Gerane se mit en position assise, se donnant toute la contenance possible.

— Inutile de crier, je ne suis pas sourde.

Sa voix avait gagné en assurance. Gerane venait de comprendre qu’elle avait affaire à un enfant.

— Dis-moi plutôt qui tu es et où nous sommes, insista-t-elle. Le tracé de cet arcane ressemble à s’y méprendre au mien. Qui en est l’auteur ? Cette personne et moi sommes forcément liées par l’apprentissage.

Penaud, Isaac se tritura les doigts.

— Tu es seul ici ? l’interrogea-t-elle encore.

— Non, vous êtes là.

Gerane poussa un soupir amusé.

— Petit raisonneur… Soit. Je vais chercher mes réponses seule.

Joignant le geste à la parole, elle enfonça les doigts dans la terre humectée pour y déployer ses sens. Le pouls d’Isaac s’accéléra. Répondant à ce mouvement d’humeur, Golem se désagrégea. Ses pierres roulèrent avec vélocité pour encercler Gerane, puis l’enserrèrent avec force.

Elle jeta un faible râle.

La peur de la blesser fit tressaillir Isaac, sans que cela ne fit vaciller l’esprit des pierres. L’étreinte du golem se resserrait tout autour d’elle.

— Arrêtez de vous débattre ! la supplia-t-il.
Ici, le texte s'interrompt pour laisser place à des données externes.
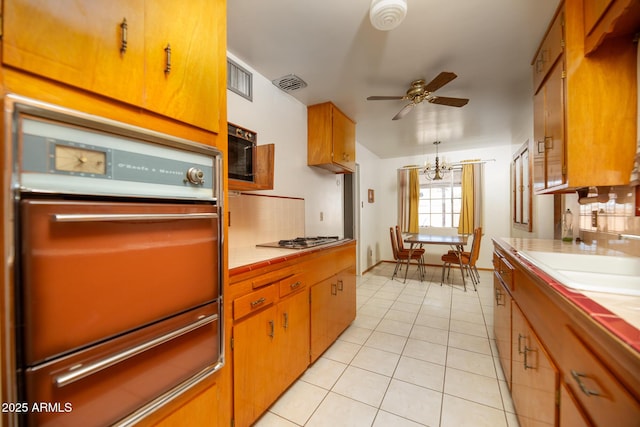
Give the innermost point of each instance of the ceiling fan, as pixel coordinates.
(422, 91)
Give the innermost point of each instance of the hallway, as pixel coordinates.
(418, 354)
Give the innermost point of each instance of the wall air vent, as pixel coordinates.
(289, 83)
(239, 80)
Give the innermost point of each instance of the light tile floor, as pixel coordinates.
(418, 354)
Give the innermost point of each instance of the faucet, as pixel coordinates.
(629, 236)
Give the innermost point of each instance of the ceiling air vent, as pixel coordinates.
(239, 80)
(289, 83)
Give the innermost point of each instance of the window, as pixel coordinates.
(440, 201)
(239, 80)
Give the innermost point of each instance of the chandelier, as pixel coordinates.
(440, 170)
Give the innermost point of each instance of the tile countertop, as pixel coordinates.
(619, 314)
(252, 257)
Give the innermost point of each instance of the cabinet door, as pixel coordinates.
(502, 326)
(322, 296)
(344, 137)
(533, 376)
(80, 43)
(254, 356)
(554, 127)
(345, 309)
(182, 46)
(293, 337)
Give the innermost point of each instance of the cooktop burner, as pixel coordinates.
(306, 242)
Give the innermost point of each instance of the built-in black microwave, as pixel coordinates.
(242, 146)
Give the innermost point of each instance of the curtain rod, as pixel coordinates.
(454, 165)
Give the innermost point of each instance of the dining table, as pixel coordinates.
(455, 242)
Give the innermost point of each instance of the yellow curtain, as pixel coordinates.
(414, 200)
(465, 226)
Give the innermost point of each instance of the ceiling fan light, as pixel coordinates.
(386, 15)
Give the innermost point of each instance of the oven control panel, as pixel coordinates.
(70, 159)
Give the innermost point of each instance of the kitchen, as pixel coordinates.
(311, 204)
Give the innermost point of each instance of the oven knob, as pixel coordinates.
(195, 176)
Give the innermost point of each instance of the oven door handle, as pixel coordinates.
(79, 372)
(130, 217)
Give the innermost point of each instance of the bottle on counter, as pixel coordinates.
(567, 226)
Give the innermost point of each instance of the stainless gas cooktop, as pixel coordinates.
(300, 242)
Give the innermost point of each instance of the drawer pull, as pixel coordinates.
(520, 337)
(271, 328)
(81, 371)
(578, 377)
(167, 50)
(258, 302)
(123, 36)
(526, 360)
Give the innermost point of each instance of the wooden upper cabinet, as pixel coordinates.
(609, 18)
(92, 45)
(331, 138)
(585, 109)
(118, 49)
(182, 61)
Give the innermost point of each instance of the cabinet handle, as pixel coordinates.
(258, 302)
(271, 329)
(526, 352)
(123, 36)
(578, 377)
(520, 337)
(167, 51)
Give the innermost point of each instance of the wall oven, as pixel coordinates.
(242, 148)
(117, 284)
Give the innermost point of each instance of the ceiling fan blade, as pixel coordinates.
(383, 98)
(452, 102)
(441, 79)
(405, 110)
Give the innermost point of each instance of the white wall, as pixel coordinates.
(496, 199)
(279, 118)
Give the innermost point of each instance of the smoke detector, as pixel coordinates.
(386, 15)
(289, 83)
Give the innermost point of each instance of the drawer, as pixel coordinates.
(254, 301)
(596, 389)
(503, 269)
(292, 284)
(549, 52)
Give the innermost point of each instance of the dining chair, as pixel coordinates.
(405, 255)
(474, 269)
(466, 260)
(401, 246)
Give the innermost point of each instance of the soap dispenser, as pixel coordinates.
(567, 226)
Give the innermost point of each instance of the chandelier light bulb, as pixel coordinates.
(385, 15)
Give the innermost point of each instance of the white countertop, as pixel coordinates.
(624, 306)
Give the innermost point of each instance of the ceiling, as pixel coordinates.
(333, 47)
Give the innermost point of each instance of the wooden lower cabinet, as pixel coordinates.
(333, 308)
(566, 370)
(502, 326)
(270, 350)
(533, 375)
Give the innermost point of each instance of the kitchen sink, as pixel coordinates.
(585, 272)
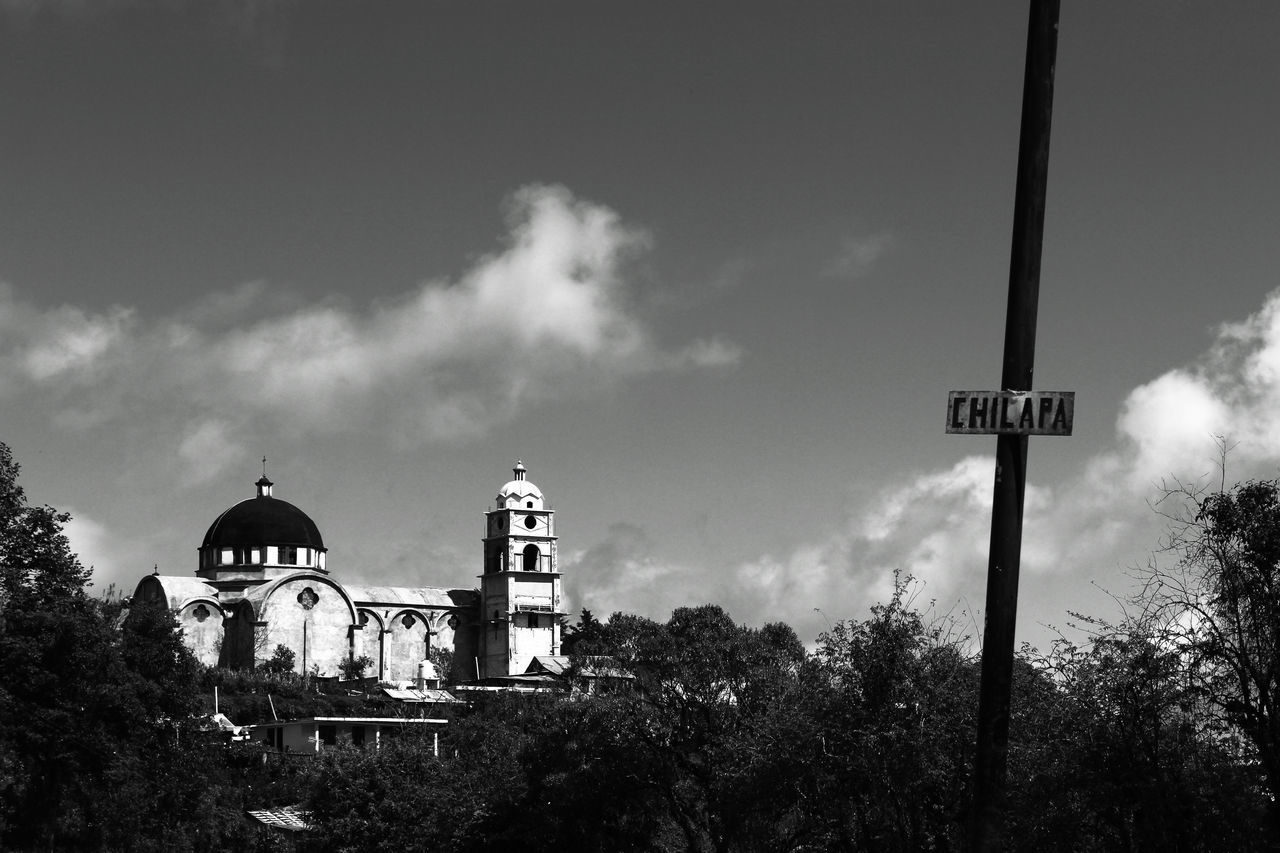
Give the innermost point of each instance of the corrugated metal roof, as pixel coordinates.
(287, 817)
(600, 666)
(423, 694)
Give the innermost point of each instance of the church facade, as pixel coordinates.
(264, 580)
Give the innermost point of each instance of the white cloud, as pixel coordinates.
(1079, 536)
(206, 448)
(547, 315)
(858, 255)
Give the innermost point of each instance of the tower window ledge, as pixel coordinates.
(529, 607)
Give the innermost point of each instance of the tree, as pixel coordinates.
(1111, 749)
(282, 660)
(352, 667)
(97, 743)
(1219, 606)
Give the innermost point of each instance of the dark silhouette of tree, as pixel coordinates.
(1219, 607)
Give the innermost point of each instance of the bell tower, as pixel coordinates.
(520, 589)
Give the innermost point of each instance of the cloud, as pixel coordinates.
(858, 255)
(547, 315)
(1078, 536)
(206, 448)
(103, 552)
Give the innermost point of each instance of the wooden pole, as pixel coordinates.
(986, 829)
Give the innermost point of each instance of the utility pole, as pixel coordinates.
(986, 830)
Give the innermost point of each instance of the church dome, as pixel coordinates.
(263, 520)
(520, 487)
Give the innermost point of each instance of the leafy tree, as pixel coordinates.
(880, 753)
(280, 661)
(584, 637)
(1220, 607)
(353, 667)
(1111, 749)
(97, 746)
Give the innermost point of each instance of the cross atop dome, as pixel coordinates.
(264, 486)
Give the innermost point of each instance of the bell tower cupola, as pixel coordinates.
(520, 588)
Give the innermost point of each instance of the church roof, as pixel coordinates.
(410, 596)
(520, 487)
(264, 520)
(179, 589)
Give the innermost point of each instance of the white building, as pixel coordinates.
(264, 580)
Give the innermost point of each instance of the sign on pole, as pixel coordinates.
(1010, 413)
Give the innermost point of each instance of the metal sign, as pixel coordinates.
(1010, 413)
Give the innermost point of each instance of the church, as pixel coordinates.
(263, 580)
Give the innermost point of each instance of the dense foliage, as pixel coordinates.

Dans son agitation, il leva précipitamment la tête. Rabattu par un coup de vent engouffré dans son habit, sa capuche lui tomba sur les épaules, révélant son visage. Son regard croisa celui de Gerane. L’huldra se figea, puis le monticule de roche s’effondra avec elle.
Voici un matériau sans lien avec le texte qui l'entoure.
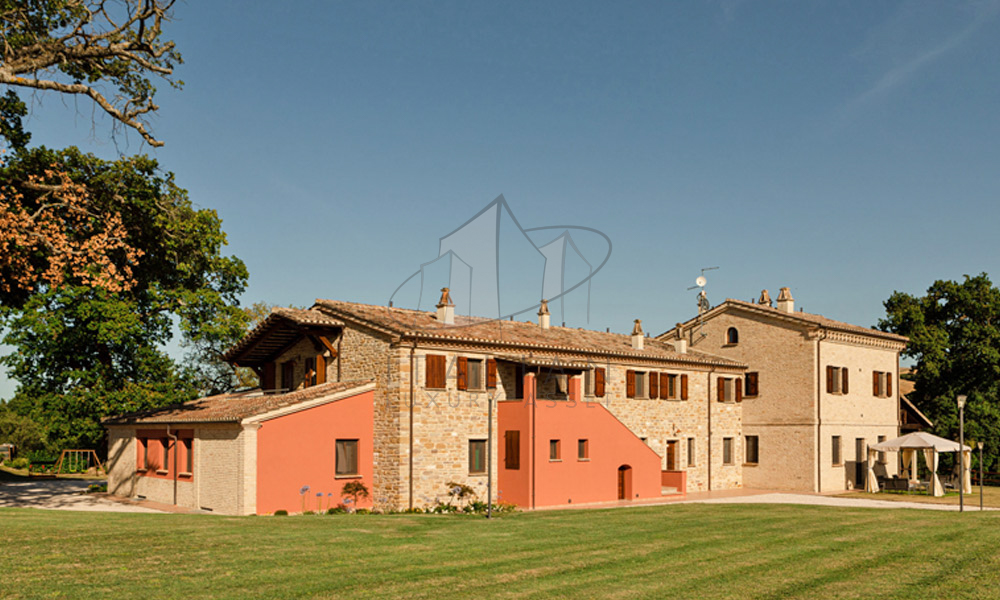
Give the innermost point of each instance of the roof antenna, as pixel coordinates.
(703, 304)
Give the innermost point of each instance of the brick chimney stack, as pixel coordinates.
(785, 301)
(446, 308)
(637, 335)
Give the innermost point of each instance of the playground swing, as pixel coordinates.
(76, 461)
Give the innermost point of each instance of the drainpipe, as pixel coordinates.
(174, 438)
(709, 390)
(819, 416)
(413, 377)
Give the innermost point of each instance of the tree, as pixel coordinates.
(76, 47)
(954, 333)
(86, 351)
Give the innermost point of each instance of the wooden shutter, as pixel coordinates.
(512, 450)
(491, 373)
(463, 373)
(267, 379)
(320, 369)
(434, 371)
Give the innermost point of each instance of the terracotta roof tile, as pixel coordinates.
(405, 322)
(233, 408)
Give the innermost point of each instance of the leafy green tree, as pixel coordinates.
(954, 333)
(86, 351)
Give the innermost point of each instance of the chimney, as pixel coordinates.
(785, 301)
(637, 335)
(680, 344)
(543, 315)
(446, 308)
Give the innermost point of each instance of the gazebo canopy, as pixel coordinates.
(918, 440)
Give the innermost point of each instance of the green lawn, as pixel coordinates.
(687, 551)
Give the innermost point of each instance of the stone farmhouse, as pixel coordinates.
(412, 402)
(817, 392)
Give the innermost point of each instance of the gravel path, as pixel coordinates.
(60, 494)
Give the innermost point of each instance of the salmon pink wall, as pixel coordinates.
(571, 480)
(298, 449)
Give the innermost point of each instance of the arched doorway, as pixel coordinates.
(624, 482)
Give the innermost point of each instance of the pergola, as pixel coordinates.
(931, 445)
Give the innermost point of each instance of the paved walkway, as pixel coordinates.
(61, 494)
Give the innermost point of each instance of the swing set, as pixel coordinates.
(78, 461)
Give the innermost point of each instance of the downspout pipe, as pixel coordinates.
(174, 438)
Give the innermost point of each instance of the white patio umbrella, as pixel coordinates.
(909, 444)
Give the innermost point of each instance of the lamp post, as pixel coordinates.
(980, 444)
(961, 452)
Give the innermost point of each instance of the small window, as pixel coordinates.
(310, 378)
(512, 450)
(477, 457)
(347, 458)
(189, 455)
(836, 380)
(752, 445)
(475, 374)
(434, 371)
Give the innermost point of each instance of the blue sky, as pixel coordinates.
(843, 149)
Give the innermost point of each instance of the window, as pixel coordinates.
(512, 450)
(881, 384)
(188, 455)
(310, 378)
(477, 456)
(671, 455)
(347, 458)
(434, 371)
(470, 374)
(730, 389)
(555, 452)
(753, 449)
(287, 375)
(836, 380)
— Tu es le garçon de la forêt ! le reconnut Gerane entre deux respirations bruyantes. Est-ce que… Tu dois savoir où est la fille ! Où est-elle ?

Son agitation ranima le gardien de pierre qui, prenant une position défensive, se plaça en barrière entre les deux antagonistes. Refroidie, Gerane changea d’air et de ton.
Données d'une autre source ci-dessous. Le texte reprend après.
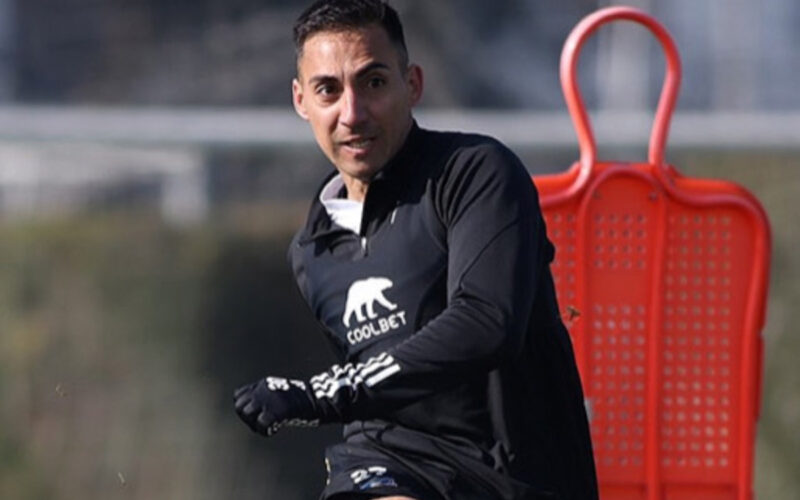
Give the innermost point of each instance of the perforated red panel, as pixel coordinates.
(655, 292)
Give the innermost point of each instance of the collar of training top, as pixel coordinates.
(393, 176)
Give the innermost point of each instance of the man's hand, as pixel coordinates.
(273, 402)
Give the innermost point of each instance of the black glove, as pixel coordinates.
(273, 402)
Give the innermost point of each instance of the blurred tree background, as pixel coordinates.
(141, 280)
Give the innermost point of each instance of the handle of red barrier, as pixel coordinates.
(575, 104)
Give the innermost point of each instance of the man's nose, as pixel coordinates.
(354, 109)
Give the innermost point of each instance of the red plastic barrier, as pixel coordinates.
(663, 282)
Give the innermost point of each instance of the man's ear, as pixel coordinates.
(415, 81)
(297, 99)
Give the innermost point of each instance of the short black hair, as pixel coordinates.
(346, 15)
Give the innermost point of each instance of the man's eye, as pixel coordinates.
(326, 90)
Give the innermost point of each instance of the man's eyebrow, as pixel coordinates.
(363, 71)
(371, 67)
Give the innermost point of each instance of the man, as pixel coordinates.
(426, 261)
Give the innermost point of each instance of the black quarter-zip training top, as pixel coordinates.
(444, 314)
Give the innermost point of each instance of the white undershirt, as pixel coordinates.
(342, 211)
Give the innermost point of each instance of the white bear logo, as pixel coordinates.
(362, 295)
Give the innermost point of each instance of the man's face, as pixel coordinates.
(351, 89)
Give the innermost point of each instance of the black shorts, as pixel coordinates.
(361, 471)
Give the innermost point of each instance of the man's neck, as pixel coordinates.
(356, 188)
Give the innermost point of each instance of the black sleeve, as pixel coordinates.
(496, 250)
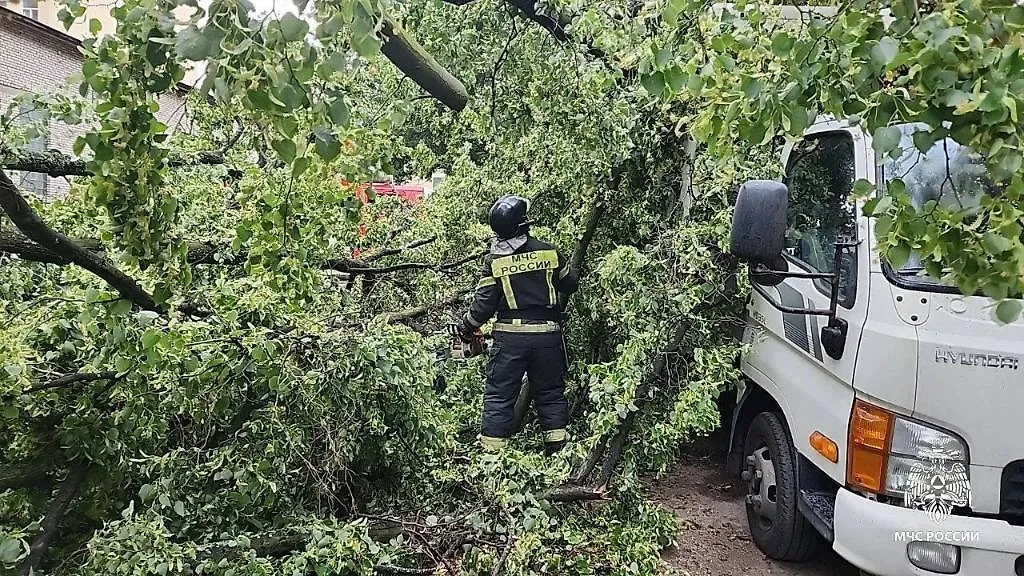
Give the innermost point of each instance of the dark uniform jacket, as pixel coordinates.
(523, 285)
— J’ai compris : plus de questions, se résigna-t-elle.

Elle se rassis, avant de poursuivre :

— Permets-moi de me reposer quelques heures. Je saurai me faire discrète.

Déconcerté par cette requête, Isaac ne sut pas répondre. Son silence fut pris pour une concession ; inévitablement, il le devint. Gerane se mura dans la méditation. Le golem imita sa posture, déterminé à suivre de près les moindres mouvements physiques et énergétiques de l’intruse. Un peu rassuré par cette mesure, Isaac recula de plusieurs pas. Lorsqu’il se trouva suffisamment loin, il se retourna et courut tant qu’il eut de jambes, porté par le vent.

Il arriva en trombe dans la maisonnette de pierre. Yue, paresseusement étendue sur le dallage, se rougissait les mains à la chaleur de l’écaille du bébé dragon qu’elle caressait.

— Alors ? s’enquit Yue sans vraie curiosité. Est-ce qu’il y avait quelqu’un ?

— Euh… je…

— Il est entré pendant que tu étais sorti. Le cirque est loin de l’endroit secret ?

— Oui et non, balbutia Isaac. Tu veux toujours rentrer ?

Yue se contenta de pencher la tête. Isaac comprit qu’elle lui reprochait de poser une question dont il connaissait la réponse. Sa sœur était douée pour communiquer son ras-le-bol sans s’en donner l’air. Tout chez elle devenait plus oppressant dans ces moments-là, des détails de sa posture au ton de sa voix. Quoique ce fut pour leur sécurité à tous les deux, Isaac sentait qu’il n’avait que trop usé sa patience, surtout que cette vertu ne primait pas chez elle.

Résigné, il se concentra pour la projeter à l’extérieur de son arcane. Une fois assuré de son succès, il répéta l’opération pour regagner la Réalité à son tour.

Il se trouva bientôt sous la tente de Célestine, qu’un reste de chandelle éclairait faiblement. Pour autant, une forte odeur de roussi embaumait l’atmosphère.

Malgré l’obscurité, Isaac se fraya un chemin jusqu’à sa couche, souleva les couvertures et la maigre paillasse puis chercha à tâtons. Il ne tarda pas à mettre la main sur sa relique. Sous l’effet d’une émotion trop forte, il se sentit le besoin de la serrer contre son cœur avant de le mettre en sureté dans une poche dédiée de son manteau avant de sortir de la tente.

Une bouffée de chaleur le suffoqua dès qu’il fut à l’extérieur. Des gerbes de feu dévoraient le camp. La propagation de l’incendie n’était ralentie que par la moiteur de l’air et les efforts conjugués des citadins de Soun-Ko. Isaac comprit confusément qu’à peu de chose près, il aurait pu se rematérialiser dans les flammes.

Il pensa à Yue. Son cœur s’étrangla.